Donc, il y a effectivement un enjeu dans tout ça, et qui fait que, si je vous raconte tout cela, c’est pour qu’il se sache, après tout, qu’il n’y a aucune raison pour que demain, ça ne se reproduise pas. Aucune. Sauf, évidemment, à estimer qu’avoir fait un tour, qui permet d’avoir un coup d’œil sur ça, je ne crois pas que quelque part ailleurs, un tel tour se fasse.
Que les gens ne viennent raconter comment ça se passe dans leur groupe, car dans leur groupe, ça ne se passe pas autrement. Et avec parfois quelques dégâts collatéraux, qui ne sont pas quelconques. Ça se passe comme ça.
Jusqu’ici, je dirais, le nôtre a été épargné. Il a été épargné parce qu’il a été fondé, d’abord par quatre copains, qui, je dois dire, se sont tenus. Quatre copains qui avaient pu éprouver à Sainte-Anne ensemble, puisqu’ils s’y trouvaient ensemble dans des services différents, de quelle manière l’enseignement de Lacan primait pour leur permettre de s’orienter dans ce qui se passait là-bas et dans le champ de la psychiatrie. Et qui donc, plus ou moins spontanément, se sont parfaitement reconnus pour provoquer une réunion initiale qui s’est tenue chez moi, où certains d’entre vous ici furent, encore une vingtaine de personnes. Et où a été fondée l’Association freudienne, que j’ai d’emblée voulue internationale, pour bien montrer, parce qu’on avait le choix qu’entre le français et Paris, pour localiser l’affaire.

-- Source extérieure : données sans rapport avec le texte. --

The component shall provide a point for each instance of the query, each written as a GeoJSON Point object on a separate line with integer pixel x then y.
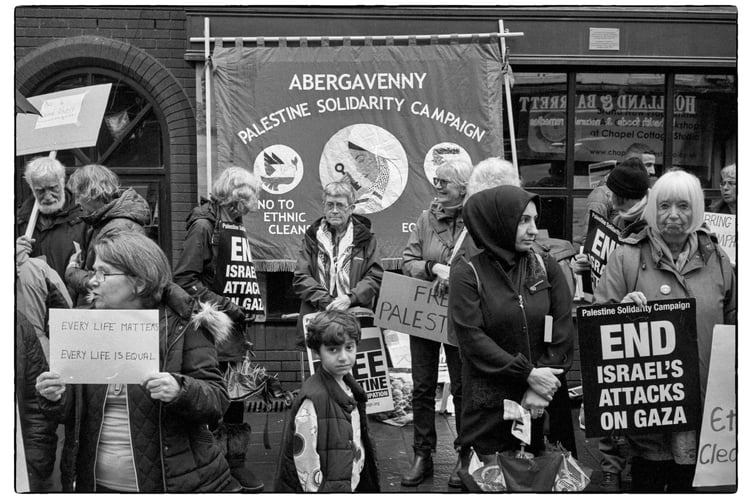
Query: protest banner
{"type": "Point", "coordinates": [724, 227]}
{"type": "Point", "coordinates": [716, 456]}
{"type": "Point", "coordinates": [236, 274]}
{"type": "Point", "coordinates": [113, 346]}
{"type": "Point", "coordinates": [381, 117]}
{"type": "Point", "coordinates": [370, 369]}
{"type": "Point", "coordinates": [409, 306]}
{"type": "Point", "coordinates": [602, 238]}
{"type": "Point", "coordinates": [639, 367]}
{"type": "Point", "coordinates": [69, 119]}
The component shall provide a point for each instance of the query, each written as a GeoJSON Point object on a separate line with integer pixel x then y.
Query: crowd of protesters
{"type": "Point", "coordinates": [510, 302]}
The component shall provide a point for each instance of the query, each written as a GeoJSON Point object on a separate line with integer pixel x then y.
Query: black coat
{"type": "Point", "coordinates": [54, 234]}
{"type": "Point", "coordinates": [499, 322]}
{"type": "Point", "coordinates": [174, 450]}
{"type": "Point", "coordinates": [38, 430]}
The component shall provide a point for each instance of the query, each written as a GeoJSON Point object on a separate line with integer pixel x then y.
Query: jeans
{"type": "Point", "coordinates": [424, 355]}
{"type": "Point", "coordinates": [652, 476]}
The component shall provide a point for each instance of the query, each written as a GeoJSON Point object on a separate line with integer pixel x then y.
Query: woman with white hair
{"type": "Point", "coordinates": [427, 257]}
{"type": "Point", "coordinates": [202, 272]}
{"type": "Point", "coordinates": [673, 256]}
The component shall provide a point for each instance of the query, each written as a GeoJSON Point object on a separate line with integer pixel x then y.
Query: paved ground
{"type": "Point", "coordinates": [394, 449]}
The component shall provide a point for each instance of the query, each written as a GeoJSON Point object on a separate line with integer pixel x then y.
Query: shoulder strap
{"type": "Point", "coordinates": [477, 278]}
{"type": "Point", "coordinates": [633, 263]}
{"type": "Point", "coordinates": [542, 264]}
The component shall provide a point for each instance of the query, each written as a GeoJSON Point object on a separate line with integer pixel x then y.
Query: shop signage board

Paris ayant la chance d’évoquer ce qu’a été l’École de Paris, en particulier en peinture, c’est-à-dire de quelle manière Paris a été le rassemblement d’élites venues de partout, et où ne se posait pas la question de l’identité, c’était le sens de cette localisation à Paris. Mais je pouvais difficilement reprendre Paris, et il m’a semblé qu’il était préférable de témoigner que quel que soit le lieu géographique où l’on se trouve, et bien l’on pouvait de la même façon être concerné, intéressé et travailler à ce problème que Lacan est venu poser dans le champ de la psychanalyse. Et c’est pourquoi donc ça a été l’Association freudienne internationale, et comme il s’est révélé que bien évidemment c’était l’enseignement de Lacan que nous mettions principalement à l’étude, qu’il devenait légitime de nous appeler l’Association lacanienne internationale.

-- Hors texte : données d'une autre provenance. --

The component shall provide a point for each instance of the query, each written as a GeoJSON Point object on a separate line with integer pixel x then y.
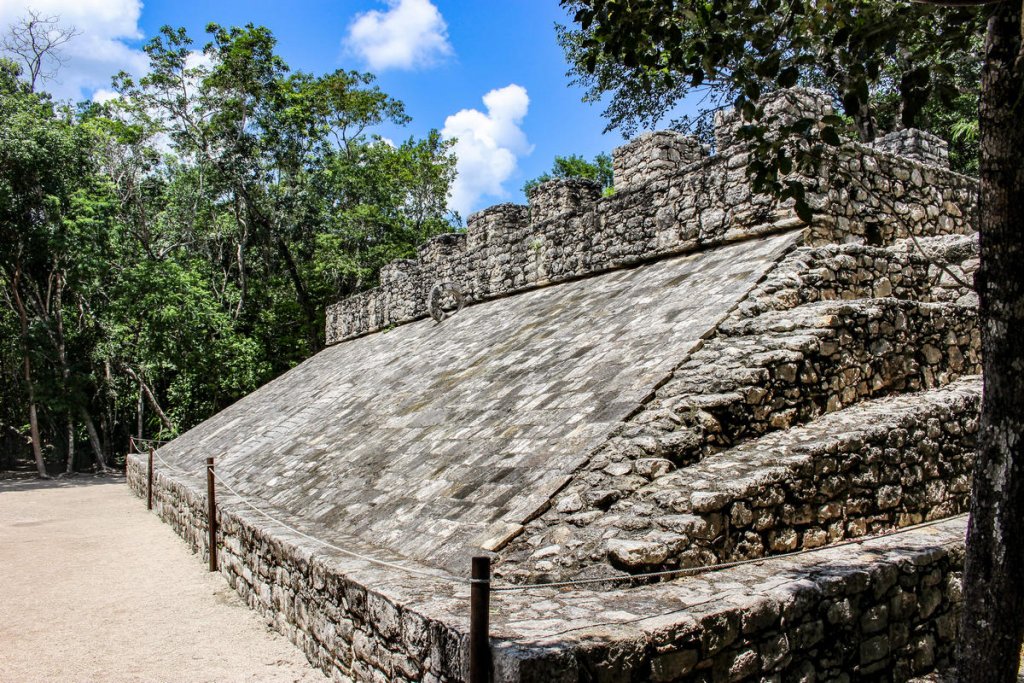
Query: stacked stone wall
{"type": "Point", "coordinates": [877, 621]}
{"type": "Point", "coordinates": [670, 198]}
{"type": "Point", "coordinates": [344, 627]}
{"type": "Point", "coordinates": [887, 608]}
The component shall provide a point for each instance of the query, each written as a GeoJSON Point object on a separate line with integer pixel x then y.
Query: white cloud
{"type": "Point", "coordinates": [98, 52]}
{"type": "Point", "coordinates": [487, 145]}
{"type": "Point", "coordinates": [410, 34]}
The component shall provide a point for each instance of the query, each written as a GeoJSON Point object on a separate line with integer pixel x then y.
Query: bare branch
{"type": "Point", "coordinates": [36, 40]}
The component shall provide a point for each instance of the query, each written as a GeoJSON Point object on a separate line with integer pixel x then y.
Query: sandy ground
{"type": "Point", "coordinates": [94, 588]}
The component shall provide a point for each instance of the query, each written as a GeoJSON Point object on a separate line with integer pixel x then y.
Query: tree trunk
{"type": "Point", "coordinates": [993, 575]}
{"type": "Point", "coordinates": [23, 315]}
{"type": "Point", "coordinates": [97, 449]}
{"type": "Point", "coordinates": [144, 389]}
{"type": "Point", "coordinates": [71, 444]}
{"type": "Point", "coordinates": [139, 407]}
{"type": "Point", "coordinates": [37, 449]}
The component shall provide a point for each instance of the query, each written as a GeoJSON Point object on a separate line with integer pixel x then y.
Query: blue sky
{"type": "Point", "coordinates": [440, 57]}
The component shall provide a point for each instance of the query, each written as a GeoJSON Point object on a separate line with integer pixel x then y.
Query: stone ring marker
{"type": "Point", "coordinates": [434, 300]}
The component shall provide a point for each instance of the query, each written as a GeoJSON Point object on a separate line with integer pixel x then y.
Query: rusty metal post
{"type": "Point", "coordinates": [211, 512]}
{"type": "Point", "coordinates": [148, 483]}
{"type": "Point", "coordinates": [479, 622]}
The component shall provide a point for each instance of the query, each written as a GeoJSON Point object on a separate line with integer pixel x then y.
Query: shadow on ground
{"type": "Point", "coordinates": [18, 481]}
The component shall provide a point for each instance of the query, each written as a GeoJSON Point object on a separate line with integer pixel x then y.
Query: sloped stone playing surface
{"type": "Point", "coordinates": [432, 440]}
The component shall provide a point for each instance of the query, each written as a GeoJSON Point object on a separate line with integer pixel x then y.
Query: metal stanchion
{"type": "Point", "coordinates": [479, 622]}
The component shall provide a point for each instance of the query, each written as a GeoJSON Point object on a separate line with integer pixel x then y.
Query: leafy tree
{"type": "Point", "coordinates": [750, 49]}
{"type": "Point", "coordinates": [167, 252]}
{"type": "Point", "coordinates": [43, 159]}
{"type": "Point", "coordinates": [731, 52]}
{"type": "Point", "coordinates": [576, 166]}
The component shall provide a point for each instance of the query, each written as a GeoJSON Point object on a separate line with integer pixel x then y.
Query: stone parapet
{"type": "Point", "coordinates": [918, 144]}
{"type": "Point", "coordinates": [670, 199]}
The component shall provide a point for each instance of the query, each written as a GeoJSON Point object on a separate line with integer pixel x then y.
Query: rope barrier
{"type": "Point", "coordinates": [723, 565]}
{"type": "Point", "coordinates": [366, 558]}
{"type": "Point", "coordinates": [156, 454]}
{"type": "Point", "coordinates": [510, 588]}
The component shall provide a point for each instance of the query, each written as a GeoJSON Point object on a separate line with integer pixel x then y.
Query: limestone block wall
{"type": "Point", "coordinates": [851, 271]}
{"type": "Point", "coordinates": [855, 617]}
{"type": "Point", "coordinates": [889, 607]}
{"type": "Point", "coordinates": [670, 198]}
{"type": "Point", "coordinates": [330, 610]}
{"type": "Point", "coordinates": [918, 144]}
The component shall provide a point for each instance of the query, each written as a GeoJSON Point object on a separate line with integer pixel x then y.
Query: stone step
{"type": "Point", "coordinates": [785, 368]}
{"type": "Point", "coordinates": [765, 374]}
{"type": "Point", "coordinates": [877, 466]}
{"type": "Point", "coordinates": [906, 269]}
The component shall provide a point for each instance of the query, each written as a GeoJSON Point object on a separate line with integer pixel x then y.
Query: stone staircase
{"type": "Point", "coordinates": [848, 349]}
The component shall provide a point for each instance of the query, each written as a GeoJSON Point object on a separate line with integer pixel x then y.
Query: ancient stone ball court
{"type": "Point", "coordinates": [696, 438]}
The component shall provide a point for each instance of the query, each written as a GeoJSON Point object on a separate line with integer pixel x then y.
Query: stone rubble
{"type": "Point", "coordinates": [825, 391]}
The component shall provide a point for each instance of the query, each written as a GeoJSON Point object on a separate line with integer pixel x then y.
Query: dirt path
{"type": "Point", "coordinates": [94, 588]}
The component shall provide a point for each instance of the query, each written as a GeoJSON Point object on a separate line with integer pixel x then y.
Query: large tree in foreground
{"type": "Point", "coordinates": [751, 48]}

Ce qui a été voté à l’unanimité. Le changement de nom s’est fait par un vote qui a été unanime. Alors vous me direz, mais qu’est-ce que Lacan veut dire quand il dit « moi, je suis freudien et vous, si vous le voulez, vous serez lacaniens ».
Qu’est-ce que c’est que cette étrange filiation ? Pourquoi Lacan pouvait-il dire moi je suis freudien ? Être freudien, ce n’est pas répéter l’enseignement du maître. Ça, ça s’appelle simplement être religieux ou être dogmatique. Être freudien, cela veut dire considérer ce que furent dans l’enseignement de Freud les impasses, les impossibilités, le type d’impossible qu’il s’est créé, qu’il a mis en place, afin de savoir si cet impossible est bien le dernier mot que la psychanalyse peut reconnaître, et se reconnaître dans ce dernier mot.
Est-ce que, par exemple, dans cette deuxième topique, constitue le dernier mot de l’enseignement de Freud ? Puisque ce qui figure comme impossible, c’est que le statut d’un sujet dépend de la négociation permanente qui se trouve entamée entre le ça, le moi et le surmoi. Donc, le seul risque auquel il est exposé, c’est celui d’une discordance qui viendrait jouer entre ces trois instances. C’est le dernier mot de Freud, ça.
Et Lacan s’en plaint, d’ailleurs. Mais en tout cas, si Lacan est freudien, c’est qu’il reprend ce qui, pour Freud, était l’impossible organisateur de ses développements théoriques, il les reprend pour les traiter tout autrement. Je ne vais pas développer maintenant, bien sûr, le sujet d’ici.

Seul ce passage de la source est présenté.